E se a questo aggiungiamo le esagerazioni e le contraddizioni dei media ne viene fuori una fantasmagoria difficilmente descrivibile.

Ma, in fondo, i “diversamente garantisti” sono in buona, anzi ottima, compagnia: la compagnia di giornalisti farabutti, che hanno bisogno del mostro in prima pagina e non esitano neppure a distorcere la realtà pur di aumentare la tiratura del proprio rotocalco, ed ancora quella dei ministri incauti, per i quali il garantismo è un principio fondamentale quando si parla di questioni eminentemente politiche, ma evidentemente cessa di esserlo quando alla sbarra c’è una persona che non ha santi da appendere né chiodi per farlo.

E con questa compagnia tanto qualificata, allora si può sentenziare da subito una condanna a morte, se non fisica perché l’ordinamento non lo consente, perlomeno morale: e si può sentenziare pretendendo che una persona comune ricordi con esattezza e senza osare contraddirsi cosa ha fatto esattamente in un giorno specifico di quattro anni prima, oppure pretendendo che dia una spiegazione del suo DNA prima di parlare con i suoi avvocati (se lo fa dopo è contraddittorio e mente) esigendo assurdamente che abbia i mezzi culturali per farlo anche se sarebbe evidente a chiunque che non li ha.

E allora, se il clima è questo, preferisco prendermi, da un conduttore televisivo l’accusa di essere in “palese malafede”: se chiedere un’informazione che renda conto anche di tesi difensive nel rispetto dei principi del contraddittorio, nel nostro Paese in cui i diritti umani agonizzano da tempo, è malafede, allora sì: sono in malafede e sono fiera di essere in malafede.

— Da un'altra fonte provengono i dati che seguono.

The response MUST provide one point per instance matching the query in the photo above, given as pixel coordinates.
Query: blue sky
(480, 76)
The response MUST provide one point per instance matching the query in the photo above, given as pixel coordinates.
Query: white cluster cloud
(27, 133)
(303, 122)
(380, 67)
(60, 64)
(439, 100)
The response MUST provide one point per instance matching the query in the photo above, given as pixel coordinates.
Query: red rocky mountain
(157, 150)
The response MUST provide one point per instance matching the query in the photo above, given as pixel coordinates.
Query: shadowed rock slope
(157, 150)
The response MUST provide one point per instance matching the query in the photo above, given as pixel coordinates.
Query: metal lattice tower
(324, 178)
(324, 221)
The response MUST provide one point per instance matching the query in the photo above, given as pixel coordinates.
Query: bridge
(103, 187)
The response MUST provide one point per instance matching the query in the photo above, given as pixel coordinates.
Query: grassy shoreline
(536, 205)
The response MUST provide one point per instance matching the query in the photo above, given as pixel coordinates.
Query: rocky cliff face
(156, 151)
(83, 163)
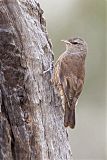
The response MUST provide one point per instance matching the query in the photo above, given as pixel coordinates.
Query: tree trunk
(31, 118)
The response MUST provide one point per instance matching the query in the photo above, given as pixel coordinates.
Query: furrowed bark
(31, 117)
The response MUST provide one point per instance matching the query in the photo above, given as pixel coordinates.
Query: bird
(68, 77)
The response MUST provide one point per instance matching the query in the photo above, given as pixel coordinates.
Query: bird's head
(75, 44)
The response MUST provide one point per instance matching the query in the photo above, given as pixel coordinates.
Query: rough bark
(31, 118)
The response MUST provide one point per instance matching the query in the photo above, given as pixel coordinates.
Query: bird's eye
(74, 42)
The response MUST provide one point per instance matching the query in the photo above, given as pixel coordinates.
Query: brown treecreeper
(68, 77)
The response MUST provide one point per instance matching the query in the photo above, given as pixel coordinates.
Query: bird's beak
(65, 41)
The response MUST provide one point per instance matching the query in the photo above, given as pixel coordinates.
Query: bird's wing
(71, 75)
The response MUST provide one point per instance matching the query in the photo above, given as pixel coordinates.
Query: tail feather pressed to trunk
(69, 117)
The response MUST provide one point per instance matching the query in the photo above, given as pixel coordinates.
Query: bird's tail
(69, 117)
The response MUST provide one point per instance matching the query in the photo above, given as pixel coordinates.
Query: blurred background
(86, 19)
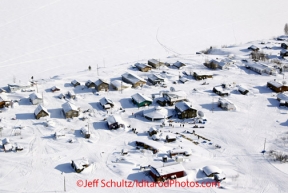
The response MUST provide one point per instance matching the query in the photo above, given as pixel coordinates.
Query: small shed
(167, 172)
(75, 83)
(40, 111)
(80, 164)
(35, 98)
(102, 85)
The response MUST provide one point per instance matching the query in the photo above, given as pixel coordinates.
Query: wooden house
(80, 164)
(102, 85)
(226, 105)
(55, 88)
(70, 110)
(75, 83)
(277, 86)
(40, 111)
(201, 76)
(169, 172)
(106, 103)
(155, 63)
(155, 79)
(220, 91)
(35, 98)
(115, 122)
(141, 100)
(90, 84)
(143, 67)
(133, 79)
(179, 65)
(184, 110)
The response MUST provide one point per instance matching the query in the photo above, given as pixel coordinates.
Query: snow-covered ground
(56, 41)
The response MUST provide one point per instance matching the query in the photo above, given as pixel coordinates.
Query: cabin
(184, 110)
(90, 84)
(253, 48)
(143, 67)
(201, 76)
(155, 63)
(115, 122)
(75, 83)
(41, 111)
(219, 90)
(7, 146)
(120, 85)
(106, 103)
(284, 45)
(226, 105)
(210, 171)
(173, 97)
(85, 131)
(179, 65)
(70, 110)
(141, 100)
(4, 101)
(155, 79)
(80, 164)
(102, 85)
(277, 86)
(168, 172)
(35, 98)
(133, 79)
(243, 90)
(55, 88)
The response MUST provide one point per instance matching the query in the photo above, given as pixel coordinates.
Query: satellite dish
(200, 114)
(172, 89)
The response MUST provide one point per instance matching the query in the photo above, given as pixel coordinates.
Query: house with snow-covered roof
(277, 86)
(141, 100)
(133, 79)
(40, 111)
(70, 110)
(167, 172)
(184, 110)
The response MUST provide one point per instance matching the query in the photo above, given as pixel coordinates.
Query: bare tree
(286, 29)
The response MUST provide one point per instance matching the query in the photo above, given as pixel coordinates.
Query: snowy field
(56, 41)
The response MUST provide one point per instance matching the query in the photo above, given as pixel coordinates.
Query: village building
(179, 65)
(143, 67)
(70, 110)
(35, 98)
(75, 83)
(120, 85)
(90, 84)
(102, 85)
(155, 79)
(226, 105)
(184, 110)
(80, 164)
(201, 76)
(133, 79)
(167, 172)
(141, 100)
(155, 63)
(115, 122)
(253, 48)
(210, 171)
(156, 113)
(173, 97)
(221, 91)
(277, 86)
(7, 146)
(40, 111)
(106, 103)
(55, 88)
(4, 101)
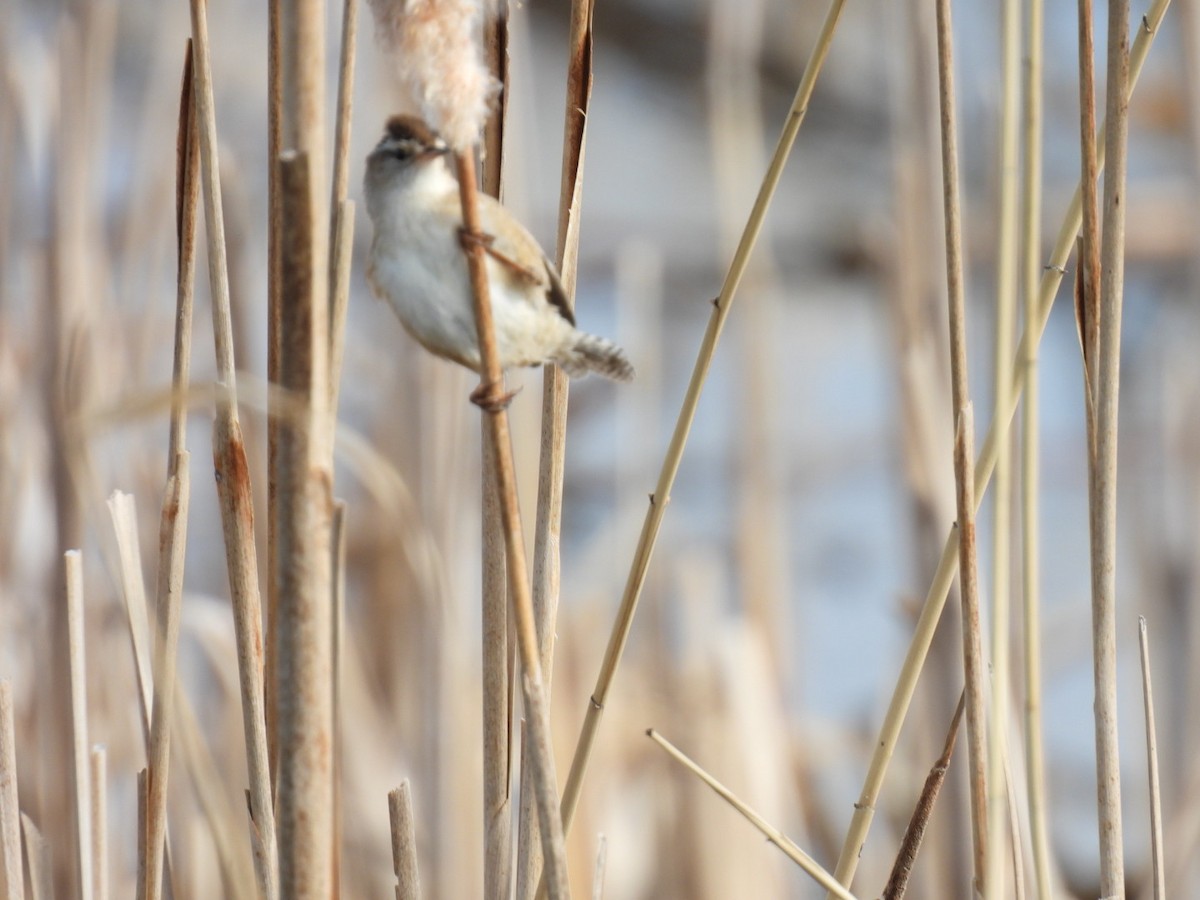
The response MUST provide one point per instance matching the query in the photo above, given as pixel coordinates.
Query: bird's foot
(490, 396)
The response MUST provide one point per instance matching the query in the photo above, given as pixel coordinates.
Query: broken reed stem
(940, 586)
(556, 389)
(172, 556)
(78, 681)
(898, 882)
(1104, 484)
(143, 791)
(1031, 269)
(37, 858)
(1007, 280)
(187, 191)
(403, 843)
(496, 651)
(661, 496)
(1156, 801)
(303, 631)
(125, 527)
(496, 420)
(233, 472)
(773, 834)
(973, 667)
(99, 768)
(10, 807)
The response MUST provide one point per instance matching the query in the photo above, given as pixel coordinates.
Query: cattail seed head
(436, 49)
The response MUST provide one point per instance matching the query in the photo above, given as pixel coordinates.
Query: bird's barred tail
(597, 354)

E sarò sempre “in malafede” dinnanzi a chi viola i più basilari diritti umani per lo share, a chi attende la tragedia ed il mostro, vero o presunto, per compiere opera di sciacallaggio mediatico, a chi assume toni giustizialisti senza dar voce a tesi difensive, anche dinnanzi all’evidenza di una Procura che ha avuto ed ha mezzi finanziari cospicui ed un indiziato che, da comune operaio, non potrà permettersi di pagare tutti i rispettivi contro-accertamenti.

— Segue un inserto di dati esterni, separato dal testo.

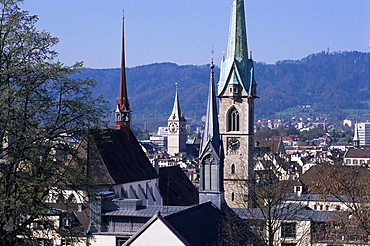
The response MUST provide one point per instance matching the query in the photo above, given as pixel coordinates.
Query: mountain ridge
(331, 83)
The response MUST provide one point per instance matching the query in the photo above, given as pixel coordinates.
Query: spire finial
(212, 64)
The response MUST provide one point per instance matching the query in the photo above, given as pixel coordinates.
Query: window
(288, 229)
(233, 120)
(232, 168)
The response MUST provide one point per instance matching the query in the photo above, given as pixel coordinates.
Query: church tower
(176, 140)
(211, 154)
(356, 138)
(237, 92)
(122, 112)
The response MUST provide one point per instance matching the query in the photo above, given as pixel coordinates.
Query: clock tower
(237, 92)
(176, 141)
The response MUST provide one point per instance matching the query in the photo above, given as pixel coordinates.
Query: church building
(237, 92)
(176, 140)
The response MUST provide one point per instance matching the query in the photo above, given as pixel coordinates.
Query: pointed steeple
(123, 107)
(237, 68)
(176, 139)
(356, 138)
(211, 136)
(211, 154)
(176, 111)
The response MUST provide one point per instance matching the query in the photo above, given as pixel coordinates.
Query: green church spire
(237, 67)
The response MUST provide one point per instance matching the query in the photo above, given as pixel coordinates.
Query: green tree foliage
(43, 112)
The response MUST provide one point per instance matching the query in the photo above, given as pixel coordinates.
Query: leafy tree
(43, 113)
(266, 209)
(349, 185)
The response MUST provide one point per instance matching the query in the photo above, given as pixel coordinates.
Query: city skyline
(184, 32)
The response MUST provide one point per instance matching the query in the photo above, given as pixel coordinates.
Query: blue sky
(184, 31)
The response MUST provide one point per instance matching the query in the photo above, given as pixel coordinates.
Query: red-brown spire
(122, 106)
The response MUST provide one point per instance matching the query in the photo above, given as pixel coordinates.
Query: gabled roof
(114, 159)
(198, 225)
(176, 188)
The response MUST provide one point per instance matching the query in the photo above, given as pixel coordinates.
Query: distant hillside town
(213, 173)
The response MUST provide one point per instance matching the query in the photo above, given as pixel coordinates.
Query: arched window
(232, 168)
(233, 120)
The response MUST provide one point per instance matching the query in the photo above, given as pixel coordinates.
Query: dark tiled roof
(113, 159)
(82, 217)
(295, 213)
(176, 188)
(204, 224)
(357, 153)
(197, 225)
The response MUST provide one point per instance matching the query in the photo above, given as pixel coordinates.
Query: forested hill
(331, 84)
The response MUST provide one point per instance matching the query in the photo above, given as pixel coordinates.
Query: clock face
(172, 127)
(182, 127)
(233, 143)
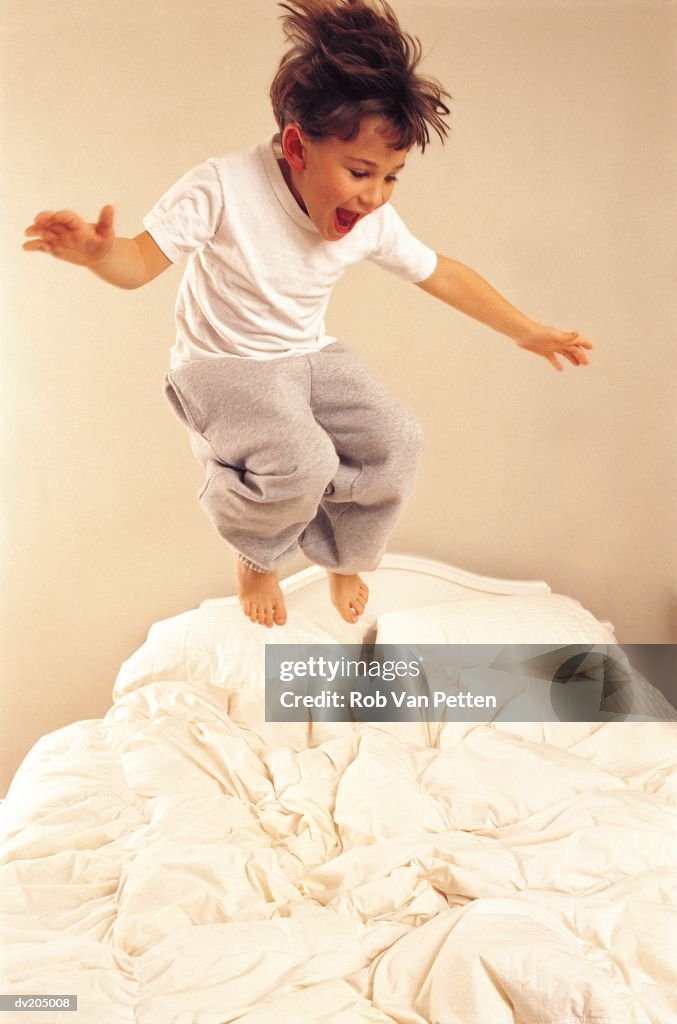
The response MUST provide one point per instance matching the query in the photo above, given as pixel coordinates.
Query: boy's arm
(124, 262)
(459, 286)
(132, 262)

E allora in alto le forche, e con il telecomando in una mano e la torcia ardente nell’altra, godetevi pure i processi contumaciali e privi di contraddittorio che offre la grancassa, senza farvi troppe domande e sempre dimentichi dei più basilari principi di civiltà.

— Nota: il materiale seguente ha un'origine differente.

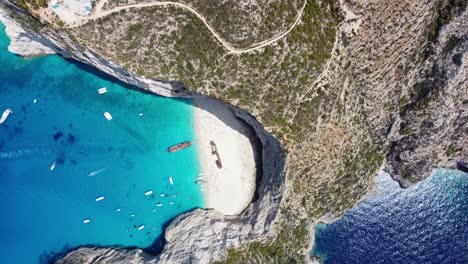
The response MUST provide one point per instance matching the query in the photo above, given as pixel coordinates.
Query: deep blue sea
(424, 224)
(42, 210)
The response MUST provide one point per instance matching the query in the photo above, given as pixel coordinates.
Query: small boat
(179, 146)
(52, 167)
(102, 90)
(5, 115)
(107, 116)
(91, 174)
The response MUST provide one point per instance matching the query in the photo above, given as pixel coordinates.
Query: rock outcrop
(432, 125)
(197, 236)
(386, 92)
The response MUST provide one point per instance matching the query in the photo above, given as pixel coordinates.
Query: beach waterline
(70, 176)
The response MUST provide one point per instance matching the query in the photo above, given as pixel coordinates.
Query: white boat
(52, 167)
(107, 116)
(102, 90)
(5, 115)
(91, 174)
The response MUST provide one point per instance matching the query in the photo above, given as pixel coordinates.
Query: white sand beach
(230, 189)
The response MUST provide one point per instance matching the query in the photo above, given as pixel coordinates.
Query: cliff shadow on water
(252, 224)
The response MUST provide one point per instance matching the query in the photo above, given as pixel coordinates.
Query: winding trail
(230, 48)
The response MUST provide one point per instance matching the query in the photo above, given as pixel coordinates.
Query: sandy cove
(229, 189)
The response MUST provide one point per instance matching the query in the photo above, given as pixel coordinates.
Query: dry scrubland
(331, 159)
(242, 22)
(334, 91)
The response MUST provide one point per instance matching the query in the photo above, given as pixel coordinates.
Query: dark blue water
(427, 223)
(42, 211)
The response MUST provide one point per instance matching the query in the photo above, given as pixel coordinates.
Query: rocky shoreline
(199, 236)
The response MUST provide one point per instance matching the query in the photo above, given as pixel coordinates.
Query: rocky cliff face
(195, 237)
(388, 91)
(431, 129)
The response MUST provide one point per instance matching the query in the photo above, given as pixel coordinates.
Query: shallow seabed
(426, 223)
(58, 116)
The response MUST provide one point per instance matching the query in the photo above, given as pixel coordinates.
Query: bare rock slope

Personalmente mi dissocio, e con la mia bandiera garantista preferisco ritirarmi in buon ordine tra le schiere dei reprobi e di tutti coloro che ritengono che quei principi di libertà, conquistati con il sangue, debbano ancora essere difesi.

E lascio dunque a qualcun altro l’arduo compito di ergere la colonna infame: chissà, però, che al pari dell’episodio narratoci dal Manzoni, non divenga un giorno emblema dell’infamia di chi troppo avventatamente ha scelto di innalzarla.